Supply and Demand Dynamics
The report attributes the moderation in rental growth primarily to a slight improvement in the supply-demand imbalance. The average number of homes listed for rent by letting agents has risen to 12, which is 20% higher than last year but still 28% below pre-pandemic levels. Additionally, the average rental property now receives 15 enquiries, a decrease from the 40 enquiries seen per property in 2021, yet double the pre-pandemic figure.

In London, rent increases have moderated to 5.1%, a significant reduction from the 15.3% increase a year earlier. However, outside the capital, rental inflation remains largely consistent with previous years despite a softening in demand.

Persistent Challenges in the Rental Sector
Scotland stands out as the only region where rent inflation continues to surge, with a notable 11.6% increase. Donnell comments on the enduring issues within the rental market: “The last two years have been characterised by an ongoing imbalance between rental supply and demand. This has pushed rents for new lets 30% higher since 2021, adding to the cost of living pressures for renters.”

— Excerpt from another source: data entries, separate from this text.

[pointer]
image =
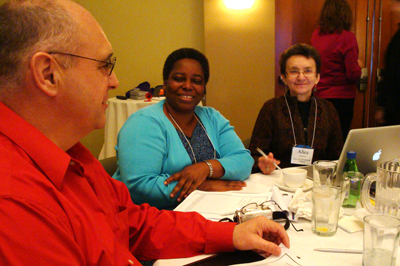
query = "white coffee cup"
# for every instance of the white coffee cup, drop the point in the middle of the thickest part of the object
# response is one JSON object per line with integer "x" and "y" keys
{"x": 294, "y": 177}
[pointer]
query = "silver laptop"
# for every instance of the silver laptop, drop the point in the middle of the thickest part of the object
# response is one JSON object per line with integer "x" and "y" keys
{"x": 373, "y": 145}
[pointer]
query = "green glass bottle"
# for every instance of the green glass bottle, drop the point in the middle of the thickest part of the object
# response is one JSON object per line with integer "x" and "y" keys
{"x": 351, "y": 181}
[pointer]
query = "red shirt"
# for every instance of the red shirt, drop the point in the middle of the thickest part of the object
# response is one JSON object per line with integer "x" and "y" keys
{"x": 340, "y": 72}
{"x": 62, "y": 208}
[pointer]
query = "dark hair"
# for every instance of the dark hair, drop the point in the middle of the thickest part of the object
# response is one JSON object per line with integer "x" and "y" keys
{"x": 336, "y": 16}
{"x": 186, "y": 53}
{"x": 300, "y": 49}
{"x": 29, "y": 26}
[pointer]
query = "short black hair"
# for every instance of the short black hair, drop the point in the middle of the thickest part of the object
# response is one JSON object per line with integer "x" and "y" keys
{"x": 186, "y": 53}
{"x": 303, "y": 49}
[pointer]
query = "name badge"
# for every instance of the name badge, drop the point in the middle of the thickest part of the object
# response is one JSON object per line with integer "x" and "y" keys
{"x": 302, "y": 155}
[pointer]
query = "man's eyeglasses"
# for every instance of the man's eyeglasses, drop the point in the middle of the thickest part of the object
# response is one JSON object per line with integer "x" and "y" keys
{"x": 296, "y": 73}
{"x": 109, "y": 64}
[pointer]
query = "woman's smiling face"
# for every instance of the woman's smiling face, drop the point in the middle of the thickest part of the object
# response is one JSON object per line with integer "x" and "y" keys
{"x": 185, "y": 86}
{"x": 301, "y": 76}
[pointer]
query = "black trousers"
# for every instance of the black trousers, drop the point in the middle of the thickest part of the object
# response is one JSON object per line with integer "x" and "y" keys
{"x": 345, "y": 108}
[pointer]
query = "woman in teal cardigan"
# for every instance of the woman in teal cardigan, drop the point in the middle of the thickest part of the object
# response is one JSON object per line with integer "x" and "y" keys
{"x": 167, "y": 150}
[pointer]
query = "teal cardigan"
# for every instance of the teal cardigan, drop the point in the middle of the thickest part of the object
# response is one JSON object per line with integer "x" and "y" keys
{"x": 149, "y": 150}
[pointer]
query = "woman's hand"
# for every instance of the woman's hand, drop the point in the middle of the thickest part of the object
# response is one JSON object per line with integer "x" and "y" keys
{"x": 221, "y": 185}
{"x": 260, "y": 234}
{"x": 188, "y": 179}
{"x": 266, "y": 165}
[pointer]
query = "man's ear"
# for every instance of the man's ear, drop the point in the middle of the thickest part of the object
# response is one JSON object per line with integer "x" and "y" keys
{"x": 44, "y": 70}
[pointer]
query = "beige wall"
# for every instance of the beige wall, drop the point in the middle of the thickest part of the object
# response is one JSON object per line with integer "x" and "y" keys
{"x": 143, "y": 33}
{"x": 240, "y": 46}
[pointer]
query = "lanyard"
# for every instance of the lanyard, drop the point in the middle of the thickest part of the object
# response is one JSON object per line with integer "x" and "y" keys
{"x": 291, "y": 120}
{"x": 188, "y": 142}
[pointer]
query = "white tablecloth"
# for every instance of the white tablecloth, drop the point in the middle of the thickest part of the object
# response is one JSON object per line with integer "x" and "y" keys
{"x": 302, "y": 243}
{"x": 117, "y": 113}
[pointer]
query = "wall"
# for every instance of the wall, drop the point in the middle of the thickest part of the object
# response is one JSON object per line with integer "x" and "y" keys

Despite the narrowing gap between supply and demand, the imbalance remains significant, with Donnell warning that rents for new lets are expected to keep rising through 2024, albeit at a slower pace. He further notes, “Rents remain at their most expensive compared to average earnings for over a decade. Only a rapid and sustained expansion in rented housing will start to improve affordability for UK renters,” stressing the need for increased housing supply to address rental market affordability challenges.